Guggenheim Museum among 31 Upper East Side buildings with Legionella hits
The city named the Guggenheim and 30 other Upper East Side buildings after Legionella showed up in cooling-tower tests. It is the first public address list in the outbreak.

The city put the Guggenheim Museum and 30 other Upper East Side buildings on a public preliminary list after cooling towers in each one tested positive for Legionella in initial PCR screening. Nineteen of the 31 buildings had already finished remediation and the remaining 12 were expected to be done by July 11.
That visibility does not mean the city has identified the source of the outbreak. A positive PCR result can detect dead as well as live bacteria, and only live Legionella can cause illness. Culture testing on every sampled cooling tower was still underway and can take up to two weeks. Buildings with positive screens were ordered to clean and disinfect their cooling towers immediately rather than wait for confirmatory culture results.

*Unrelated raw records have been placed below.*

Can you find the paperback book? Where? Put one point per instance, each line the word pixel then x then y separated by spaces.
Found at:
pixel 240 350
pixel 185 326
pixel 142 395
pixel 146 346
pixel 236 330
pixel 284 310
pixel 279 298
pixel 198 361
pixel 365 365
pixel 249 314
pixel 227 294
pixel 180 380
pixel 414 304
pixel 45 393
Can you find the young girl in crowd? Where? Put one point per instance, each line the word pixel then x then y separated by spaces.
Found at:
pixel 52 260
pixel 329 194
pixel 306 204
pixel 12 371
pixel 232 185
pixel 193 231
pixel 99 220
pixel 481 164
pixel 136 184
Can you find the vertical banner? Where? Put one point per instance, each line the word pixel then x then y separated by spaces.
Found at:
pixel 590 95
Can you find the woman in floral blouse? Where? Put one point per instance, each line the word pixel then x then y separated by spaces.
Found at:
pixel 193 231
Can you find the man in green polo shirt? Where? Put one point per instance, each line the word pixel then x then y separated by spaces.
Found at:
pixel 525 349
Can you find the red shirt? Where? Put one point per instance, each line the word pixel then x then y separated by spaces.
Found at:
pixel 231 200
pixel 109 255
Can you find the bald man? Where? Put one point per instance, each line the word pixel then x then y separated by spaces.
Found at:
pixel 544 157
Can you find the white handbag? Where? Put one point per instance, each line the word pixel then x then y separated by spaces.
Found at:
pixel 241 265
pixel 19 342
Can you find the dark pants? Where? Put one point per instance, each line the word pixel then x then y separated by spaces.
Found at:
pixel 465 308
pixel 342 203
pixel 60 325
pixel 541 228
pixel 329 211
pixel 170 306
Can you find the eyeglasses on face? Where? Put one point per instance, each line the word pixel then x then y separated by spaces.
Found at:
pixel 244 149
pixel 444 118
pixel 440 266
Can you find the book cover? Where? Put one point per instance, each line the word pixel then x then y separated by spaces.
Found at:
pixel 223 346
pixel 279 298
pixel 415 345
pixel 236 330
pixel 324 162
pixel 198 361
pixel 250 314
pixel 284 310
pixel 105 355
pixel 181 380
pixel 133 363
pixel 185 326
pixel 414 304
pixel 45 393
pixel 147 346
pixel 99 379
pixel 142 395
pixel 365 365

The cluster was first identified on July 2 in Carnegie Hill and Yorkville, in ZIP codes 10028 and 10128, before expanding to ZIP code 10075 after at least one case involved a person who lived, worked or had visited that area. By July 10, the city had 54 cases, 18 current hospitalizations and no deaths. On July 6, the mayor’s office put the number of sickened people at at least 23. More than 100 Health Department staff members were mobilized for the investigation and outreach.

Legionnaires’ disease is a type of pneumonia caused by Legionella bacteria that grow in warm water. Cooling towers can spread contaminated water mist outdoors, which is why they have been tied to previous community clusters. Older adults, smokers and people with weakened immune systems face the highest risk of severe illness, and the disease can become serious quickly if not treated. The city said it remained safe to shower, drink tap water and use air conditioners in the affected ZIP codes, and it repeated that Legionnaires’ disease is not spread person to person.

New city rules that took effect May 8 require cooling towers to be tested for Legionella every 31 days while operating, up from every 90 days. The city points to the 2015 South Bronx outbreak, when a single cooling tower was linked to 138 cases and 16 deaths, as the reason for tighter oversight.